Table 2 lists the experimental result performed on ketoprostaglandin dataset. The accuracy values in the table indicate the highest value when support vector machine is aligned with DISR on ten features. When selected features are 20, then the three feature selection techniques, CMIM, conditional reduced (Condred), and MRMR, produce 100% accuracy.

The performance on uric acid data is noted in Table 3. The table reveals that the CIFE feature selection techniques with Naïve Bayesian classifiers achieved 100% accuracy with ten features only.

Decision tree performance in heart valve data is delivering the maximum accuracy. MIFS feature selection technique with ten features achieves 99.2% of accuracy. Experimental results are listed in Table 4.

In brain chemistry data, the combination of Naïve Bayes algorithm along with CMIM feature selection technique has the highest classification rate. This pair of classifier feature selection achieves 100% accuracy when the number of the feature is selected as 10. Table 5 reports the experimental outcome.

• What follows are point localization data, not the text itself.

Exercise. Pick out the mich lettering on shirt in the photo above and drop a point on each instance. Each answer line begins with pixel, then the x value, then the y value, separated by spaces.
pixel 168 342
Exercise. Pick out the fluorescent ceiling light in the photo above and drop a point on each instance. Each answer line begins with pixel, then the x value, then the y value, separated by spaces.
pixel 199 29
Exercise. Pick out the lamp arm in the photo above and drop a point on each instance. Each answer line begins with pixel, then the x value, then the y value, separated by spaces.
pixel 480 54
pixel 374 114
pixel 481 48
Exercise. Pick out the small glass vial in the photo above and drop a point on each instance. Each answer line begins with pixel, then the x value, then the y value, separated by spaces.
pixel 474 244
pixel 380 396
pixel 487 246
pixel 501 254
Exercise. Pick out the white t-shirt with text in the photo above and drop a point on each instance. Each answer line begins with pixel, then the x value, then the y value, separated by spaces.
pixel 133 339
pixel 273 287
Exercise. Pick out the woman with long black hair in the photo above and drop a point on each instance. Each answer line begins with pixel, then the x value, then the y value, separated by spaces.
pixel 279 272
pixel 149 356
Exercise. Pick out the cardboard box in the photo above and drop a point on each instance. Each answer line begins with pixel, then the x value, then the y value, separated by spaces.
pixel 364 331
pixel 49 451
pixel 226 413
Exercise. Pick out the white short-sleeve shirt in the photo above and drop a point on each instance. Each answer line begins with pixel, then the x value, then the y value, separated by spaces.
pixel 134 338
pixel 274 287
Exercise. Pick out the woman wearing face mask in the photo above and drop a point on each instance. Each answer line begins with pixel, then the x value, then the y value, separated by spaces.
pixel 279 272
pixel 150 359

The objectives of these experiments were to extract out the best feature selection and classifier combination so that the choice of making an efficient model could be effortless. However, there is no single pair that can be identified, but still, the use of Naïve Bayes classifier along with CMIM feature selection technique could be an optimal choice for text categorization model.

5 Conclusion

In this paper, nine weighted feature selection algorithms are used in the four-text classification preprocessed dataset from KEEL repository. The feature selection is performed with the different number of features ranging from 10 to 50 at the interval of 10 features. This experiment shows improvement in the performance of classification for text documentation categorization on using weighted feature selection. The experimental results concluded that mutual information based feature selection algorithm improves the result of text classification significantly. The weighted feature selection methods are also work well because of the relevance of position of the term used in the text document, and it also reduces factor of redundancy while classification of documents.